I was privileged to serve on a panel of experts at Rider University on March 31, 2015, discussing the role of public relations in a crisis.
As a corporate communications officer for major global pharmaceutical companies, especially in my role as a product public relations executive, crisis communications was an ever-present aspect of my job.
The Rider PRSSA chapter convened a distinguished panel of experts (present company excluded) to discuss crisis communications best practices. And, based on the excellent direction of our student moderators, a number of key themes emerged.
Following are core strategies for successful crisis communications:
Plan: All organizations are at risk for a myriad of potential issues. PR pros should ensure that their organizations are prepared. No one can plan for an exact crisis, however, a close audit of your industry or non-profit sector will reveal common or potential issues. Plans with specific actions steps and processes should be drafted and drilled.
Team: While all eyes will be on the PR leader (especially from the c-suite), a good crisis communications plan requires a team effort. Multi-disciplinary teams should be recruited to the ranks of the crisis team – however, keep the team tight (e.g., one c-suite, one attorney, one security rep, one HR rep, etc.). Too many cooks in the kitchen create ego-driven delays. Spokespersons (and alternates) must be identified in advance. Decision trees should be developed in advance.
Practice: No plan is flawless, however, if drilled, plan shortcomings are uncovered very quickly. Engaging in crisis drills enables the PR pro to fine-tune his plan for the next drill (or worse, the real thing).
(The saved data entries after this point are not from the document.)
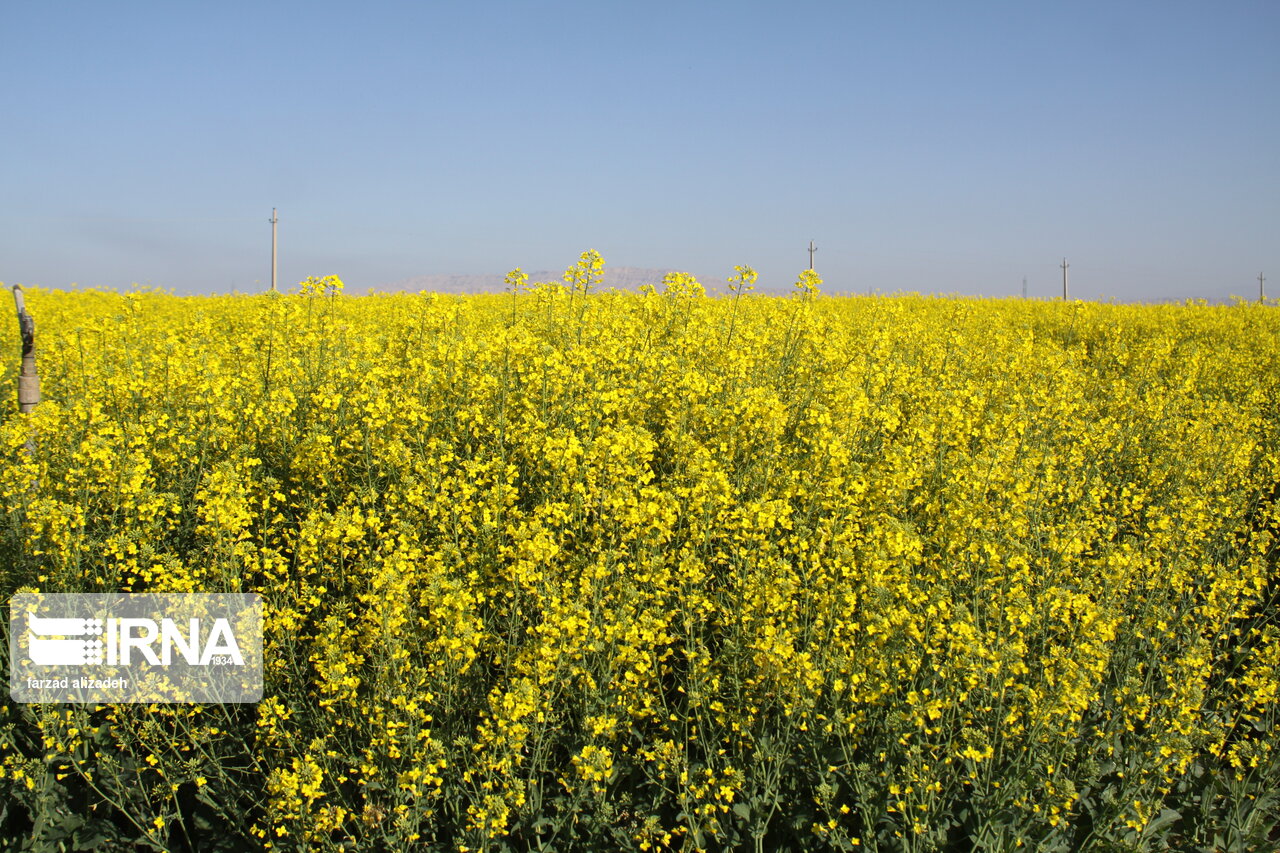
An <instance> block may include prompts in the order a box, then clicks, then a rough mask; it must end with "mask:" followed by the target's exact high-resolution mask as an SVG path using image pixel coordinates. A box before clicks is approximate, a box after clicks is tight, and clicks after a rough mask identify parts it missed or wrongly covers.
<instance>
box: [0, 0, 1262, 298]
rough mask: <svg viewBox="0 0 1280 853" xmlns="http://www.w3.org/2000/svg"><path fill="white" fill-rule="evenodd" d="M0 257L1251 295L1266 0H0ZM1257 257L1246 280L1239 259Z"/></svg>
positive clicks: (33, 276) (105, 274)
mask: <svg viewBox="0 0 1280 853" xmlns="http://www.w3.org/2000/svg"><path fill="white" fill-rule="evenodd" d="M4 24H5V27H4V29H5V35H6V36H8V37H6V40H5V50H4V51H3V53H0V70H3V72H4V74H5V79H6V81H8V85H6V87H5V88H4V91H3V92H0V105H4V106H5V108H6V109H5V115H6V117H9V118H10V123H9V128H6V132H5V134H4V136H3V137H0V155H3V158H4V163H5V167H6V168H5V169H4V170H3V173H0V197H4V199H5V201H6V204H5V205H4V206H3V210H0V280H3V282H6V283H9V284H13V283H22V284H24V286H41V287H55V288H65V287H69V286H72V284H73V283H76V284H79V286H84V287H114V288H118V289H123V288H127V287H128V286H129V284H132V283H138V284H142V286H151V287H160V288H165V289H173V291H174V292H179V293H201V292H230V291H233V289H236V291H239V292H250V291H255V289H264V288H266V287H268V284H269V282H270V224H269V223H268V219H269V218H270V215H271V209H273V207H278V209H279V218H280V223H279V250H280V260H279V282H280V287H282V289H289V288H291V287H293V286H294V284H296V283H297V282H298V280H300V279H302V278H305V277H307V275H324V274H330V273H333V274H338V275H340V277H342V278H343V279H344V280H346V282H347V286H348V288H349V289H351V291H353V292H364V291H366V289H367V288H384V287H387V286H389V284H393V283H396V282H399V280H404V279H410V278H413V277H420V275H430V274H438V275H490V274H499V273H503V272H506V270H509V269H512V268H515V266H521V268H524V269H548V270H556V269H559V270H563V269H564V268H567V266H570V265H571V264H572V263H573V261H575V260H576V259H577V256H579V254H580V252H582V251H584V250H588V248H595V250H598V251H600V252H602V255H603V256H604V259H605V261H607V263H608V264H609V265H611V266H630V268H643V269H681V270H686V272H690V273H694V274H695V275H699V277H700V278H707V279H723V278H726V277H728V275H731V274H732V272H733V265H735V264H750V265H753V266H755V268H756V269H758V270H759V272H760V287H771V288H785V287H787V286H788V284H790V283H791V282H792V280H795V277H796V274H797V273H799V272H800V270H803V269H805V268H806V266H808V264H809V255H808V246H809V241H810V240H812V241H814V242H815V243H817V247H818V250H817V254H815V259H814V261H815V268H817V270H818V272H819V274H822V275H823V278H824V279H826V280H827V282H828V284H829V286H831V287H832V288H833V289H845V291H850V292H864V291H881V292H893V291H901V292H913V291H915V292H925V293H929V292H932V293H963V295H979V293H980V295H986V296H1019V295H1020V293H1021V288H1023V279H1024V278H1025V279H1027V289H1028V295H1030V296H1033V297H1042V298H1043V297H1051V296H1056V295H1060V293H1061V269H1060V266H1059V265H1060V264H1061V261H1062V259H1064V257H1066V260H1068V263H1069V264H1070V283H1071V296H1074V297H1080V298H1091V300H1108V298H1114V300H1120V301H1164V300H1183V298H1210V300H1226V298H1229V297H1230V296H1233V295H1234V296H1239V297H1243V298H1249V297H1254V298H1256V296H1257V275H1258V274H1260V273H1265V274H1266V275H1267V279H1268V292H1270V291H1272V289H1274V291H1275V292H1276V293H1277V295H1280V251H1277V247H1276V246H1277V240H1276V233H1277V225H1280V201H1277V190H1280V158H1276V156H1275V152H1274V151H1275V142H1274V140H1275V138H1276V136H1277V133H1276V132H1277V129H1280V110H1276V92H1277V91H1280V56H1277V53H1276V50H1275V47H1274V45H1275V41H1276V37H1277V36H1280V6H1277V5H1275V4H1272V3H1261V1H1260V3H1231V4H1224V5H1215V6H1207V5H1203V4H1194V3H1170V4H1161V5H1158V6H1153V5H1147V4H1142V5H1125V6H1120V8H1117V6H1115V5H1114V4H1103V3H1080V4H1073V5H1070V6H1044V5H1039V4H1037V5H1034V6H1033V5H1029V4H1015V3H984V4H980V5H979V6H977V8H975V6H956V5H954V4H942V3H913V4H908V5H899V6H882V5H874V6H873V5H868V4H856V3H855V4H845V3H840V4H835V3H800V4H788V5H786V6H781V5H776V4H765V3H733V4H728V3H707V4H673V3H654V4H645V5H643V6H622V5H620V6H612V5H604V6H602V5H598V4H585V3H550V4H539V5H536V6H535V5H530V4H521V3H484V4H466V5H462V4H457V5H453V4H451V5H434V4H413V3H404V1H398V3H374V4H369V5H366V6H361V8H358V9H356V8H355V6H348V5H346V4H340V5H339V4H334V3H315V4H298V3H283V4H278V5H274V6H265V8H264V6H256V5H248V4H242V3H230V4H220V5H218V6H187V5H170V4H159V3H132V4H127V5H124V6H104V5H97V4H64V5H59V6H54V5H37V4H24V5H14V6H10V8H8V9H6V10H5V13H4ZM1272 282H1274V284H1272Z"/></svg>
Part of any drill should be media training for all organization spokespersons. Media training must be mandatory.
Speed: Even with a plan, timing can be an issue. In an age of immediate news and social publishing, it is essential for organizations to be empowered to respond to crises immediately. Best practices allow for spokespersons to acknowledge the crisis and ensure key publics that more information will be forth-coming. Never say, “no comment."
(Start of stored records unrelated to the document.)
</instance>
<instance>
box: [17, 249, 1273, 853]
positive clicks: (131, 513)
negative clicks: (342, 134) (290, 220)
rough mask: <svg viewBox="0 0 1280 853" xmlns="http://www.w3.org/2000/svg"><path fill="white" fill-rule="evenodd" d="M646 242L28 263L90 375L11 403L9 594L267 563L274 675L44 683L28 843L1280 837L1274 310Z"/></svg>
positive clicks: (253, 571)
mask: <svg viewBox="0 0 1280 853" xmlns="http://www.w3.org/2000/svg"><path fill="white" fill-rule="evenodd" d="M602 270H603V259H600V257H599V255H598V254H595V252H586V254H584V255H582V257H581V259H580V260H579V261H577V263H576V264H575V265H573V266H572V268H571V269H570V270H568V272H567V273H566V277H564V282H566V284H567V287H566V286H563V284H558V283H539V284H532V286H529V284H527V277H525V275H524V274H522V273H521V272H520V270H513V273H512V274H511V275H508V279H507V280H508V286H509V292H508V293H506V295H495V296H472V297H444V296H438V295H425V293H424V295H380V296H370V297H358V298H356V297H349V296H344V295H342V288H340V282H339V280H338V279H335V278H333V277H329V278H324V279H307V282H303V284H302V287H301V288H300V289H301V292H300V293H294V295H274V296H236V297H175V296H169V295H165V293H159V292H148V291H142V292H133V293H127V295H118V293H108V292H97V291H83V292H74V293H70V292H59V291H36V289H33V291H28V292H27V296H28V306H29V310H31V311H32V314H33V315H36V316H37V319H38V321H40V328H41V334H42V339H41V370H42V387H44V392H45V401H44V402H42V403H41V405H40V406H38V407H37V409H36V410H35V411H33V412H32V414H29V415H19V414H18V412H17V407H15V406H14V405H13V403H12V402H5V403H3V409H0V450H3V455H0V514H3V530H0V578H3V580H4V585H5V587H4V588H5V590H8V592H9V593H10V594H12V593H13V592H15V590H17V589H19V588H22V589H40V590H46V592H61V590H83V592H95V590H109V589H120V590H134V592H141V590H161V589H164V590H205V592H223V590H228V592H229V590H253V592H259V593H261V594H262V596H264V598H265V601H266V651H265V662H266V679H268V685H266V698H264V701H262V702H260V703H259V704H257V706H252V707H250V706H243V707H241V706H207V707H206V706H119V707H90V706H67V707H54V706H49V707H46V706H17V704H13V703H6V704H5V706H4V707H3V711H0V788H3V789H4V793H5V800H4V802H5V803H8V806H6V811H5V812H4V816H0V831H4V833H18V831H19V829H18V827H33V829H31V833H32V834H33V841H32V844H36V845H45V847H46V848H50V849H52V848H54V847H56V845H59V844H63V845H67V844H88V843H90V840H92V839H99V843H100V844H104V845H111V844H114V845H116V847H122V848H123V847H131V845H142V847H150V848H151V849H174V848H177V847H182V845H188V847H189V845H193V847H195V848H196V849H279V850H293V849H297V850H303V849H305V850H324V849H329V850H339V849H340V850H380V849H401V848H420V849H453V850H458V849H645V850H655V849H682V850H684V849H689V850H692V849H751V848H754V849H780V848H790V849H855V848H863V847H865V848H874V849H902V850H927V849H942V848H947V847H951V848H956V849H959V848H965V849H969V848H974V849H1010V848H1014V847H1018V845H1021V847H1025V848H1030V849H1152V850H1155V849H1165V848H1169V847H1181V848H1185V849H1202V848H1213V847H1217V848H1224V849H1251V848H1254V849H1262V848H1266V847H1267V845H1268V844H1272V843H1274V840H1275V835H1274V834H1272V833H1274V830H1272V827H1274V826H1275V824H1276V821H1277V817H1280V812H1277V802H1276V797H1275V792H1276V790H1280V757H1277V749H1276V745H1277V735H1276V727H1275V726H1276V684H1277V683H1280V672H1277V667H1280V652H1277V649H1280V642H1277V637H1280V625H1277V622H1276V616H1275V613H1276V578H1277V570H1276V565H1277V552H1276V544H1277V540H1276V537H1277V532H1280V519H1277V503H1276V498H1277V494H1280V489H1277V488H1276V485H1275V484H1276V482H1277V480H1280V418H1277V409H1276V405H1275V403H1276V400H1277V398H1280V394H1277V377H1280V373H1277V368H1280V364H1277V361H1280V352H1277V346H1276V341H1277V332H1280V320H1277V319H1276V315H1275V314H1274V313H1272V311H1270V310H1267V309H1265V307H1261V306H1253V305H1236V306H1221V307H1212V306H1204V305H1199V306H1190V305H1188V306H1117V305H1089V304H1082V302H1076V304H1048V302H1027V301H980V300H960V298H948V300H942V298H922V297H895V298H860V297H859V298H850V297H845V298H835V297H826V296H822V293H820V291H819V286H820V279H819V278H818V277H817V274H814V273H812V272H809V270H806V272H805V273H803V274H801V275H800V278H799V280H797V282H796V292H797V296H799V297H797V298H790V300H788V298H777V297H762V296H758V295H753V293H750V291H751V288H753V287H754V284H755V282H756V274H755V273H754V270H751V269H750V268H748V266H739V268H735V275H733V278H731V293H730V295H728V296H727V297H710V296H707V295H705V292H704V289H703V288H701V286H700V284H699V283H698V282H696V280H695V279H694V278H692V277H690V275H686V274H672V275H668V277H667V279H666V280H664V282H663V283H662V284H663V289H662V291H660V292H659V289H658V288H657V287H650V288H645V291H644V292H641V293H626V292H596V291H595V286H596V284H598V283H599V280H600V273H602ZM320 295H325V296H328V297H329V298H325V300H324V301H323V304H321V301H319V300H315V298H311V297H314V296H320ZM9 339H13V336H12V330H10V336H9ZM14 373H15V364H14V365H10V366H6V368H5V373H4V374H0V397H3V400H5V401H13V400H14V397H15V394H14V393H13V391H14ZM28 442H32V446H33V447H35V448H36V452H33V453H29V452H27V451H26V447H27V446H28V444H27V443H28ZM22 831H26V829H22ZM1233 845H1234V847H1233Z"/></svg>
Truth: Truth, especially for those bound by professional ethical codes (e.g., PRSA code of ethics), should be your central strategy in all crises. Tell the truth early and often. PR pros are beholden to the organization, its reputation and its value to its publics -- not to marketing and not to lawyers. Long-term reputation management always trumps short-term embarrassment or legal exposure.
Phoenix: From the ashes rises the Phoenix. The best organizations take crises and turn them into assets. The best PR pros use crises as learning opportunities. Best practices encourage organizations to become experts in areas that were once sources of pain, legal action and reputation risk. J&J turned the Tylenol crisis into tamper-proof packaging now a manufacturing global standard.
PR pros interested in crisis communications should not be rattled easily. In the midst of a crisis, the best PR pros keep a level head and guide organizations through pain and suffering with dignity and calmness.
When a crisis is managed properly it is rarely recognized publicly and rarely praised internally. Conversely, when issues negatively impact corporate image, sales and stock prices, fingers are always pointing blame from every direction. If it is the limelight you seek, crisis communications is not for you.
This panel discussion reminded me how fulfilling it is to serve organizations and manage and prevent untoward damage to their reputation. And, the more we provide expert counsel to our c-suite colleagues, the more trust they will place in PR as a profession.